Multi-Task Learning, a Sentiment Analysis Example
Image by Harold Taylor
Imagine at an autonomous driving company, you are tasked with building an object detection solution to identify pedestrians, vehicles, traffic lights, and stop signs in images. How will you tackle this problem?
One simple approach is to frame a multi-label classification problem, which can be solved by building 4 binary classifiers. In this case, each classifier will be in charge of identifying one of the aspects within our interest, such as traffic lights. However, building multiple independent models can be tedious especially if there are dozens of aspects you need to work on. Given the fact that we aim to solve multiple problems with the same nature of image classification, is it possible for us to develop an all-in-one solution to simultaneously address all the problems? This leads to the topic of this article, multi-task learning (MTL).

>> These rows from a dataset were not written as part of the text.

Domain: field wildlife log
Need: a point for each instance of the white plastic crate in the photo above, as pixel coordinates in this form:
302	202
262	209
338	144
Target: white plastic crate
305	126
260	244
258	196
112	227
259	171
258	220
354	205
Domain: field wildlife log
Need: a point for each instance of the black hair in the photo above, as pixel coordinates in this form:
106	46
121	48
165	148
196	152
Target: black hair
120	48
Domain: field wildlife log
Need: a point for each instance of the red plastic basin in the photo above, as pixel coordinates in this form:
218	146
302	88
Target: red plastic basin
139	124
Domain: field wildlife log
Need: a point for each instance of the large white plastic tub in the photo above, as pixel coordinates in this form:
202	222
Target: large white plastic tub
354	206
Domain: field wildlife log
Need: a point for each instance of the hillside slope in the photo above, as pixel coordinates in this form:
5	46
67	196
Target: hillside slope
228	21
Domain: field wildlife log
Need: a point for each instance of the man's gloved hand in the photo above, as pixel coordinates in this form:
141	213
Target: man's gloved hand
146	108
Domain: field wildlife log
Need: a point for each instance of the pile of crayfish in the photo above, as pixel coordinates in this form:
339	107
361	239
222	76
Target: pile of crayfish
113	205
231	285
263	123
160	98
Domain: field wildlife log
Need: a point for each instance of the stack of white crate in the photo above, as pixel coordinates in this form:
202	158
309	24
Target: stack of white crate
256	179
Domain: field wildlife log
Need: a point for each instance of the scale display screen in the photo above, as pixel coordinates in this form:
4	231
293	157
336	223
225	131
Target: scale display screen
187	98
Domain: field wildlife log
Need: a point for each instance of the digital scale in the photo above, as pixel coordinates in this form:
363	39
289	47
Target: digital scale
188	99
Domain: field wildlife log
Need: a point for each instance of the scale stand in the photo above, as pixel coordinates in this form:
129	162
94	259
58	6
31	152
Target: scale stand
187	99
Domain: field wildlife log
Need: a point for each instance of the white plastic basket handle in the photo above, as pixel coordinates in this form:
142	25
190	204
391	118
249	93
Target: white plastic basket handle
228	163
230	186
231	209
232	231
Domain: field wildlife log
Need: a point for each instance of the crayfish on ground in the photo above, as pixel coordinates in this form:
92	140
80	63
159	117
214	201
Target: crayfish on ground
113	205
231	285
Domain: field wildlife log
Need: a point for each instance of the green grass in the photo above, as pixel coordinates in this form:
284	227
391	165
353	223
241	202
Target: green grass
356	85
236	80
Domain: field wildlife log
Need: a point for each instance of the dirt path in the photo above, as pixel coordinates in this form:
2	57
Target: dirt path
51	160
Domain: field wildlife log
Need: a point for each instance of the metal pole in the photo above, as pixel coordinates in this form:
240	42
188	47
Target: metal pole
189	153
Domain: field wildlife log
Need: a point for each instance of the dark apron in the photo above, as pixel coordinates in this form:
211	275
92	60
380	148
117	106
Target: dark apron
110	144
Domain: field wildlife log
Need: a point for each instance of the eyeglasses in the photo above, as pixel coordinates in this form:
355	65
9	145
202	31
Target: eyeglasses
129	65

The general idea of MTL is to learn multiple tasks in parallel by allowing the lower-level features to be shared across the tasks. The training signals learned from one task can help improve the generalization of the other tasks. Let’s take a look at an example using MTL for aspect based sentiment analysis.
Problem Statement & Dataset
Aspect based sentiment analysis (ABSA) requires us to identify the polarity of text data with respect to multiple aspects relevant to the business use case. In ecommerce, extracting sentiment for different quality specs from user reviews allow us to generate product ratings by features such as appearance, battery life, and cost efficiency. With the feature-wise product ratings, customers can gain a comprehensive understanding on the pros and cons of the product, and therefore make better purchase decisions.
Amazon product review
In this article, we are going to use a restaurant review dataset, which is well studied in the ABSA related research. The dataset was taken from SemEval 2014, an international NLP research workshop. The training and test datasets contain 3041 and 800 restaurant reviews with annotations for 5 common aspects: service, food, anecdotes/miscellaneous, price, and ambience. A snippet of the raw data is given as follows.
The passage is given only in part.